The finest things I found were India linen and Swiss mull. The India linen has a remarkable name, seeing it is not linen and is made in Scotland. The Swiss mull is nearly as well named, for it is also made in Glasgow. Whether these goods sell better because their names seem to indicate that they are made somewhere else I cannot say, but the truth seems to be that they were called by these names innocently enough by those who first made them, being proud that they could produce mull equal to the finest worn by the ladies in Switzerland or equal to the finest products of the Indian looms.

It is well known that in the dry-goods business it seems to be greatly to the advantage of the merchant to have fine names for his wares, the larger houses regularly employing women who do nothing but find fancy names for the things that are for sale. Goods are sometimes displayed with one name for several days without finding a purchaser, but the namer soon comes in with a new name to attach to the goods and some of the very shoppers who do not care for them under the first name buy them readily under the new one.

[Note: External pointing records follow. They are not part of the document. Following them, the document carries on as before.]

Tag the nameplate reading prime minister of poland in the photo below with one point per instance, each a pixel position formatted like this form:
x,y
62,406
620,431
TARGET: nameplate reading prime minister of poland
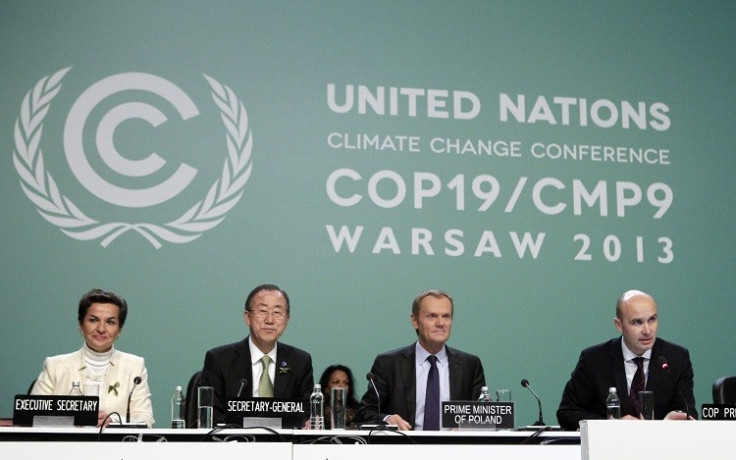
x,y
37,410
478,415
269,412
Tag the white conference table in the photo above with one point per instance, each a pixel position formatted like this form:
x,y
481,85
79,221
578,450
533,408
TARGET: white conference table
x,y
80,444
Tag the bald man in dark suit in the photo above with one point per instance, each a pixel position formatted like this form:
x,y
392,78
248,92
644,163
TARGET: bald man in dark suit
x,y
612,364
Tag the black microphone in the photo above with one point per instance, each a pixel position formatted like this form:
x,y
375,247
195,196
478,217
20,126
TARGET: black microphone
x,y
136,381
666,367
540,422
370,378
243,383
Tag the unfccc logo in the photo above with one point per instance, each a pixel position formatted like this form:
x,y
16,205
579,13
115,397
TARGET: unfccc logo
x,y
39,186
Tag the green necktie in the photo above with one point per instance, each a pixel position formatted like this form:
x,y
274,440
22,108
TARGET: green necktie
x,y
265,387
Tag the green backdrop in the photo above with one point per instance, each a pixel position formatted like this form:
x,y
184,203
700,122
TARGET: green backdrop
x,y
534,159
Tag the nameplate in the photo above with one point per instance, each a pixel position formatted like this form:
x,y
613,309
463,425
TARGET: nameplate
x,y
37,410
270,412
718,412
486,415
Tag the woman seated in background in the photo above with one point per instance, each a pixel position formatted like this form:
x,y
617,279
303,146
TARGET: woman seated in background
x,y
339,376
100,369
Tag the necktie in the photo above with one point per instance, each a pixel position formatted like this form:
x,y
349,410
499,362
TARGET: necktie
x,y
637,385
432,399
265,387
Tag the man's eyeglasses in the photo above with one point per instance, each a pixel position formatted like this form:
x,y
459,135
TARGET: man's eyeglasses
x,y
262,313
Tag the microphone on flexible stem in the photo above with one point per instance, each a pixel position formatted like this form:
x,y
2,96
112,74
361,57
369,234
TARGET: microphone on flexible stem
x,y
136,381
370,377
243,383
666,367
540,422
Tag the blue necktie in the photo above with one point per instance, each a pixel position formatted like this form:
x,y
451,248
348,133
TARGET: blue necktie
x,y
432,400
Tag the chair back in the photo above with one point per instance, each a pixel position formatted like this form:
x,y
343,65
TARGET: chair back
x,y
190,404
724,390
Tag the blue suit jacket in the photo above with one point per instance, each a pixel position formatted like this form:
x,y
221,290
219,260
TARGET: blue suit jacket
x,y
602,366
395,377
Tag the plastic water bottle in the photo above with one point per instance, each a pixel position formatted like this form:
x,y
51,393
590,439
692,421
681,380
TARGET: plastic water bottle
x,y
613,404
76,389
317,409
177,409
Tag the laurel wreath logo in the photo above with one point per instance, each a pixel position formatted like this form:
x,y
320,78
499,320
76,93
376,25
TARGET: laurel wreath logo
x,y
39,186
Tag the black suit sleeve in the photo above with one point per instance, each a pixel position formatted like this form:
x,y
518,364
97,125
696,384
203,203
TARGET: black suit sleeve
x,y
212,375
684,380
304,383
579,399
369,404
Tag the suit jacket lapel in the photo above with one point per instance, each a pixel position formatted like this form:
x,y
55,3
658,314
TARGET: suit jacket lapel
x,y
244,367
409,378
616,356
654,377
282,381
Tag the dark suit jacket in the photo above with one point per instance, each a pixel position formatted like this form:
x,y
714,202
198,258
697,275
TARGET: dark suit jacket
x,y
225,366
602,366
395,378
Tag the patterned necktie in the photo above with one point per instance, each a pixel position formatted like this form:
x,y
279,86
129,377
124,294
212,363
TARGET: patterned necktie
x,y
432,399
265,387
637,384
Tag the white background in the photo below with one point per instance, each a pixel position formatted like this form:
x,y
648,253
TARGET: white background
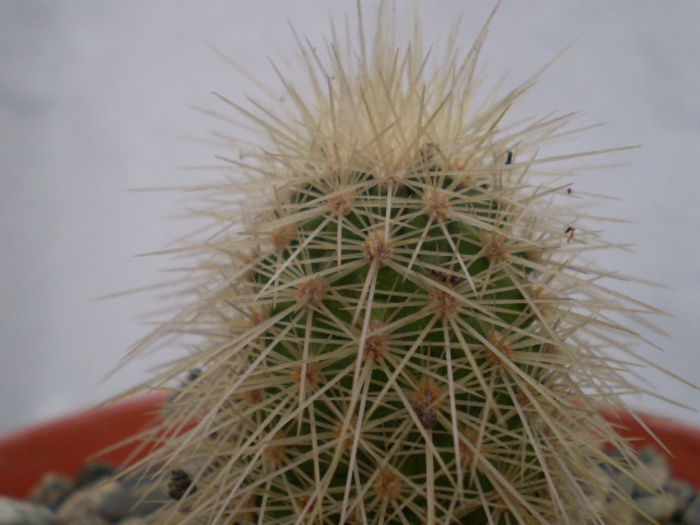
x,y
94,100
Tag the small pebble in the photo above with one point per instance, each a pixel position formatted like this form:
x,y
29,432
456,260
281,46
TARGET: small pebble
x,y
51,490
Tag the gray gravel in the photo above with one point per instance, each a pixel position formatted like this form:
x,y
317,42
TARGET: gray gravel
x,y
96,498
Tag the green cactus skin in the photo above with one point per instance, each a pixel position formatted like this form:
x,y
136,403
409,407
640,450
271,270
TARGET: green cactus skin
x,y
403,332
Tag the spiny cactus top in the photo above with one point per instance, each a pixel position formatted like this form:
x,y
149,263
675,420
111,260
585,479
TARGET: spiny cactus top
x,y
395,325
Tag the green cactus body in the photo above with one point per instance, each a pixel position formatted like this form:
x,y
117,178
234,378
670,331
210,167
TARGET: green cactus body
x,y
402,333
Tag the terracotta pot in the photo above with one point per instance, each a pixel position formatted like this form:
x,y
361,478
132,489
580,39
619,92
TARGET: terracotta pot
x,y
64,445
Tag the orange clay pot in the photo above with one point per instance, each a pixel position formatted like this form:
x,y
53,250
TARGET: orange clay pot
x,y
63,445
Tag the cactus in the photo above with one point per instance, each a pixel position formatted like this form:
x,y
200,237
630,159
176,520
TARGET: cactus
x,y
396,325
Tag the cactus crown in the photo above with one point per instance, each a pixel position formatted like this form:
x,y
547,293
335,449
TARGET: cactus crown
x,y
403,331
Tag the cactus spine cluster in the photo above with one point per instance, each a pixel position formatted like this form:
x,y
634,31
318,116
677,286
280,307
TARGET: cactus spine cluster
x,y
395,326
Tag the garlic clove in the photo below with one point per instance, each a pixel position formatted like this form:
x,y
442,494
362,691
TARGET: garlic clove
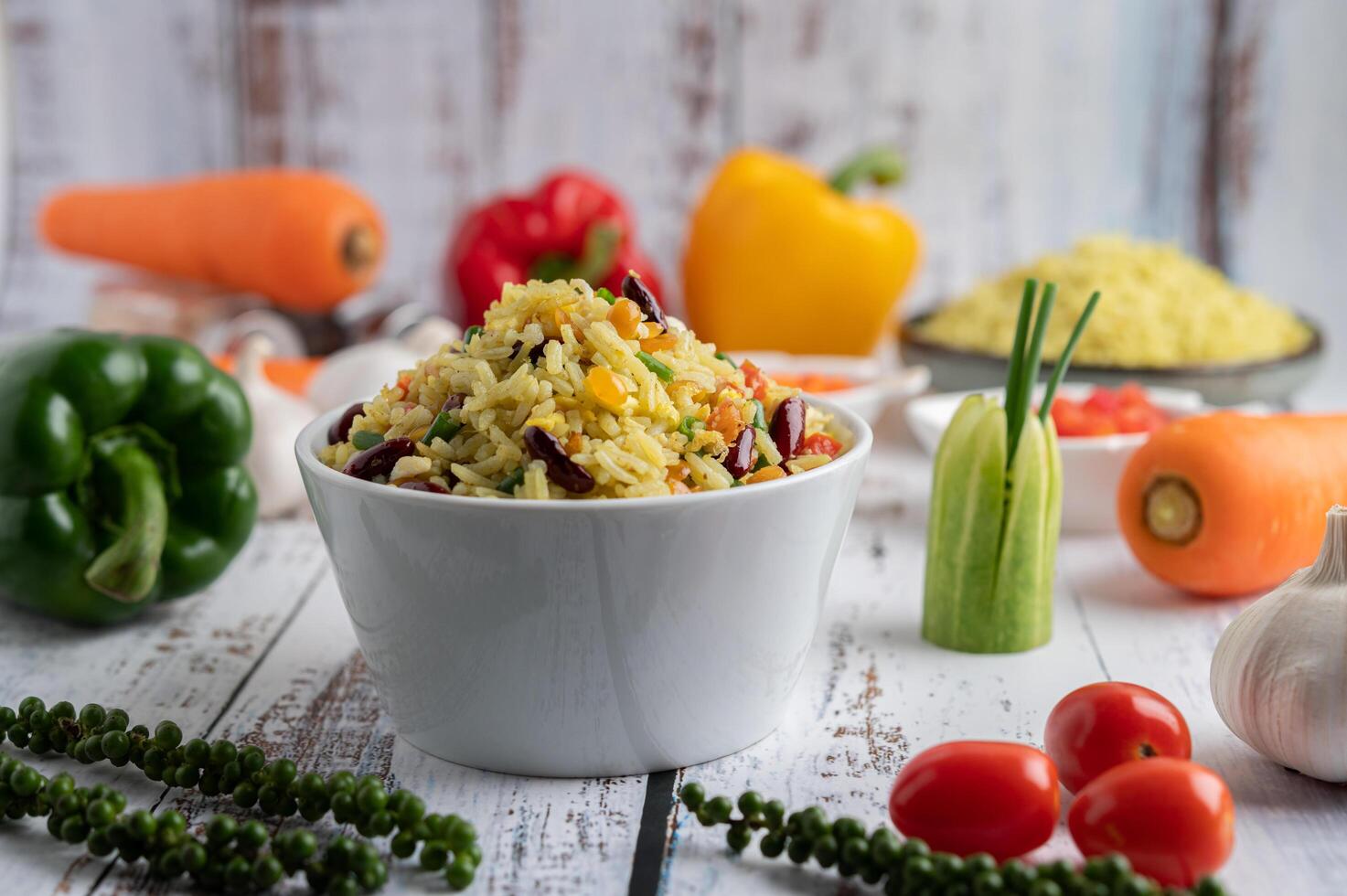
x,y
1278,676
278,420
430,336
358,372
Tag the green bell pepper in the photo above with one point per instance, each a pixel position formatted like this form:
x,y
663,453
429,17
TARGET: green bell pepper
x,y
120,474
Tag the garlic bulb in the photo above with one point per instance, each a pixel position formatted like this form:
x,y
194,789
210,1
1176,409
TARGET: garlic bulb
x,y
278,418
1278,676
358,372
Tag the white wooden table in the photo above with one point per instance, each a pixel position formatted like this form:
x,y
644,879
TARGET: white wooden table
x,y
267,656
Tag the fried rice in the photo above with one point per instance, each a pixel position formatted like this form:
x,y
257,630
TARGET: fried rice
x,y
550,386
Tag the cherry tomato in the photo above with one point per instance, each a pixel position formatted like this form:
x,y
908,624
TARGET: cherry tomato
x,y
978,796
1175,819
1098,727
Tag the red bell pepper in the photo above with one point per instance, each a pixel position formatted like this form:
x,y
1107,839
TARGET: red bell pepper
x,y
570,227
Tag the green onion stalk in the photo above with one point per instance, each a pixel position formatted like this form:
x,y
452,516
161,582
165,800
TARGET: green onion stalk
x,y
996,504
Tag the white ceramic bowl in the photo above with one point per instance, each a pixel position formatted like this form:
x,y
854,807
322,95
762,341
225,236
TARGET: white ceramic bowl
x,y
585,637
1091,466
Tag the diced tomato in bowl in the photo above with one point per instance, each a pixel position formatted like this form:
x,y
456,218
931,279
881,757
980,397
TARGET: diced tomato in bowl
x,y
1106,412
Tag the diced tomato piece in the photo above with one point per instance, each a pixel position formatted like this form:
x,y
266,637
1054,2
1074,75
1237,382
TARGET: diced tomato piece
x,y
1105,412
1133,395
820,443
1139,420
1101,424
754,380
1068,417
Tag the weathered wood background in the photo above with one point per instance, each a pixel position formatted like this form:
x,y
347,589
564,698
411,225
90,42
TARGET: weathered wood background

A lady recently asked me to tell her the difference between muslin and long cloth. I thought there might be a difference, but have been unable to find anyone who can tell what it is. Both names are applied to white cotton goods of various degrees of fineness. Long cloth is of a superior quality of cotton, and so is muslin when intended for dress goods. Some of the names under which white cotton goods are sold are muslins, tarletans, mulls, jaconets, nainsooks, lawns, grenadines, saccarillas, cottonade, cotton velvet, and velveteen.